Resource centre on India's rural distress
 
 

The pandemic will leave India with worse inequality -Rahul Jacob

-Livemint.com

A failure to protect incomes could widen the gap between have-nots and haves and thus hurt growth

When the facts change, I change my mind," John Maynard Keynes is believed to have said almost a century ago. Responding to the economic after-shocks of the covid pandemic, governments and central banks have been living by this maxim. In the UK and US, supposedly fiscally conservative governments have spent with abandon to prop up the incomes of the poorer sections of society. In the US, a pay cheque protection programme and expanded unemployment insurance gave the poorest 10th percentile of households an increase in income of 165% in April and 14% in May, compared with February 2020 levels. More than 80% of workers in the retail, restaurant and hotel sectors in the US were eligible to receive more benefits from unemployment insurance than from working.

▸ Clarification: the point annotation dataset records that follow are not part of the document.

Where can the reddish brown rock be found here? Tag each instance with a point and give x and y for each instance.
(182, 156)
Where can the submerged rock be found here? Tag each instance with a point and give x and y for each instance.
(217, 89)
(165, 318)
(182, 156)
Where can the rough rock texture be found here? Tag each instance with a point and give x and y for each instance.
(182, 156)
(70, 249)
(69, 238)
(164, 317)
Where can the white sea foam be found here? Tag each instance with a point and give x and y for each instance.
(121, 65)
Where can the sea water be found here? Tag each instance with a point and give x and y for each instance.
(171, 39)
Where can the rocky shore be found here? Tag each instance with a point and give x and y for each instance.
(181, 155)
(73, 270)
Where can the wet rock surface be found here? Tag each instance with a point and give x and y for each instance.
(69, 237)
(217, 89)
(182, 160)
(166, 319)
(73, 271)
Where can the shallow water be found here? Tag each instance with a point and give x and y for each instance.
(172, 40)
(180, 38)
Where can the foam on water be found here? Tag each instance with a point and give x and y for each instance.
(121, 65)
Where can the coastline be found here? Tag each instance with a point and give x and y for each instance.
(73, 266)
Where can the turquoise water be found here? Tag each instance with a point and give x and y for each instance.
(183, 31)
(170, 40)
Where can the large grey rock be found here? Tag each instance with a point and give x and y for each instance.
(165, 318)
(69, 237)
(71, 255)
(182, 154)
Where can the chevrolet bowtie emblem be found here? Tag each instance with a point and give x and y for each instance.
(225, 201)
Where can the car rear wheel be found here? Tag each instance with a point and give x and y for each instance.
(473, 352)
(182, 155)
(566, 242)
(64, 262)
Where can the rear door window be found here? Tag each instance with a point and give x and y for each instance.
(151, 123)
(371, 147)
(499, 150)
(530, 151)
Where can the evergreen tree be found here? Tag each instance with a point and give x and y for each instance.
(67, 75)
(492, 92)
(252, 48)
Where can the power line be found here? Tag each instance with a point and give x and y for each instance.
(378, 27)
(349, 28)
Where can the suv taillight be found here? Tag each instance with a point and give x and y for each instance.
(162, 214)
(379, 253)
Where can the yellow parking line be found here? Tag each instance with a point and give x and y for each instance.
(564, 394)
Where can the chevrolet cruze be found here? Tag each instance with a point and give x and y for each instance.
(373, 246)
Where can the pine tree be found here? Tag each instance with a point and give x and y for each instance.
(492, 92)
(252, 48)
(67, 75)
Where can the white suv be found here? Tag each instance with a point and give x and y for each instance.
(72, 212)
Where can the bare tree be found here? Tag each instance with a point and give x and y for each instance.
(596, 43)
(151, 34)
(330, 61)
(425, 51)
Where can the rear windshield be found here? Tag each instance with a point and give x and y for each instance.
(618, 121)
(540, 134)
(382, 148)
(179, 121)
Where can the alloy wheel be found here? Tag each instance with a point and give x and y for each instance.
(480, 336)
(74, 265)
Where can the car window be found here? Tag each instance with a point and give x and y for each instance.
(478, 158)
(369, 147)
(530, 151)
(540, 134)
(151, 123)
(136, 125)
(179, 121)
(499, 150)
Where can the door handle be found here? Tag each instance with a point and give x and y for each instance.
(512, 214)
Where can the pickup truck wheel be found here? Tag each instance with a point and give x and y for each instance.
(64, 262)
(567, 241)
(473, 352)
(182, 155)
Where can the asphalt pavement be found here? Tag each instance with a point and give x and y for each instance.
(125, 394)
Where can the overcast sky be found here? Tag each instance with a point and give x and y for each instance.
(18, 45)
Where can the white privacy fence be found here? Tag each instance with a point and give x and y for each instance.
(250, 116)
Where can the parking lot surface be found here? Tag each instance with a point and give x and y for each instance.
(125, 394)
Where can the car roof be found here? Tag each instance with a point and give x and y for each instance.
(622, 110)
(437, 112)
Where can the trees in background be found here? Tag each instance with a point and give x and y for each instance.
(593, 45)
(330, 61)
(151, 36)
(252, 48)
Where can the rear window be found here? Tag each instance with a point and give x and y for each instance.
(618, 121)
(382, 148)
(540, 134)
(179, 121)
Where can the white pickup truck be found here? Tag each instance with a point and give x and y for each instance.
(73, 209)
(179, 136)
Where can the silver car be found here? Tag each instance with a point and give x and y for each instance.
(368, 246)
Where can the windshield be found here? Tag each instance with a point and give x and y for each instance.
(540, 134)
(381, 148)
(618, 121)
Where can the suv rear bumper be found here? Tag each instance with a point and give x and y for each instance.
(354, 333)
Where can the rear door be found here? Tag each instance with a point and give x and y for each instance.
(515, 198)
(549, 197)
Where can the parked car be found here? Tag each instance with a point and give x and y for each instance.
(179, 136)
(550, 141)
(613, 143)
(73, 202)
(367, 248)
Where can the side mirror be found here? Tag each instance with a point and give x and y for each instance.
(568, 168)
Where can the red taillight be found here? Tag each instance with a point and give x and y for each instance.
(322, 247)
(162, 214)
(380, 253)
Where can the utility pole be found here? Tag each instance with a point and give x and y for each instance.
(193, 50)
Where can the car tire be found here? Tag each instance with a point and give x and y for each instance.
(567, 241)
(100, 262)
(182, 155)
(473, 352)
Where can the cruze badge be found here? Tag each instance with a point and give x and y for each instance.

Developed-world governments have been seeking to protect what a recent paper by Martin Sandbu for the International Monetary Fund calls the “precariat" of service workers: “Those with insecure employment and income …(the) shockingly many people in the world’s richest countries with thin financial buffers." The plight of these workers, many in the gig economy, is not dissimilar to informal workers in developing countries such as India. Sandbu proposes more unconventional policies, even as countries such as the US have seen interest rates drop to near-zero, compared to 3% at the outset of the global financial crisis. “High demand pressure is necessary to benefit those on the margins of the labour market—the young, ill-educated, and minorities—who tend to be fired first in a recession and hired last in an upturn," he writes. “Concretely, this means running macroeconomic policy ‘hot,’ calibrating monetary and fiscal policies to keep demand always slightly ahead of the economy’s capacity."